What is best practice for interviewing during the COVID-19 outbreak?
WSU strongly recommends hiring managers follow CDC and the Washington State Department of Health (DOH) guidance regarding social distancing. This includes adapting recruitment processes to include Zoom or teleconference interviews. If in-person interviews cannot be replaced with Zoom or teleconference interviews, follow the CDC and DOH advice for social distancing. Don’t shake hands, sit 6-feet apart and make sure your interview space is clean and disinfecting wipes, tissue and hand sanitizer is readily available. Please contact your department’s HR Service Team if you need more guidance.
What things should I consider when hiring a new employee during the COVID-19 outbreak?
Start Date: Work with the applicant and supervisor to determine a feasible start date. If hiring an external candidate, consider the coordination of completing necessary new-employee paperwork and what tasks (if any) can be assigned if working in an alternate location before determining the best start date.
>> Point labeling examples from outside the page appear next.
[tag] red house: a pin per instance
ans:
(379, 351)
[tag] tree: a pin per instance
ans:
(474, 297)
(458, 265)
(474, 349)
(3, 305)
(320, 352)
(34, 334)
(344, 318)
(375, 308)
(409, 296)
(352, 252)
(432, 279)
Work Location: WSU is actively evaluating options to address the challenges presented by COVID-19 in order for the University to meet business needs in a safe and effective manner. WSU is strongly encouraging managers and supervisors to collaborate with their employees to work from home or another remote location. However, certain positions may require on campus work. Consider start date, completing new hire paperwork and what tasks would be assigned for the next several weeks.
New Employee Orientation: Encourage new employees to register for the next available NEO via Zoom if able. Visit the New Employee Orientation page for more information.
Employee Benefits: Ensure you understand or refer the new employee to HRS Benefits regarding when eligible for WSU benefits and how to maintain WSU Benefits. Ensure HRS receives final offer letters and PERMS actions are submitted timely to ensure HRS Benefits Services provides your new employee with appropriate benefit options and information. Forms must be completed and returned to HRS by the due date to receive preferred coverage; outside of the due date period, certain rights and options may be lost. Due dates and links to additional information on the benefits offered through WSU can be found on the HRS Benefits page.
How do I ensure a new hire’s I-9 is properly processed if my I-9 coordinator is working from home or my new hire will be teleworking?
The I-9 requires that new hires have their employment eligibility documents inspected in-person so a visit to campus by your department’s I-9 coordinator and the new employee is required. Please contact HRS at 509-335-4521 or email firstname.lastname@example.org on issues related to the I-9 policy. HRS will assist in identifying solutions which may include alternative I-9 coordinators, off campus locations and/or paper I-9.
This information is not intended to be all-encompassing and should not be considered to be providing medical or legal advice. In all instances, you should consult with a relevant expert for guidance specific to your circumstances.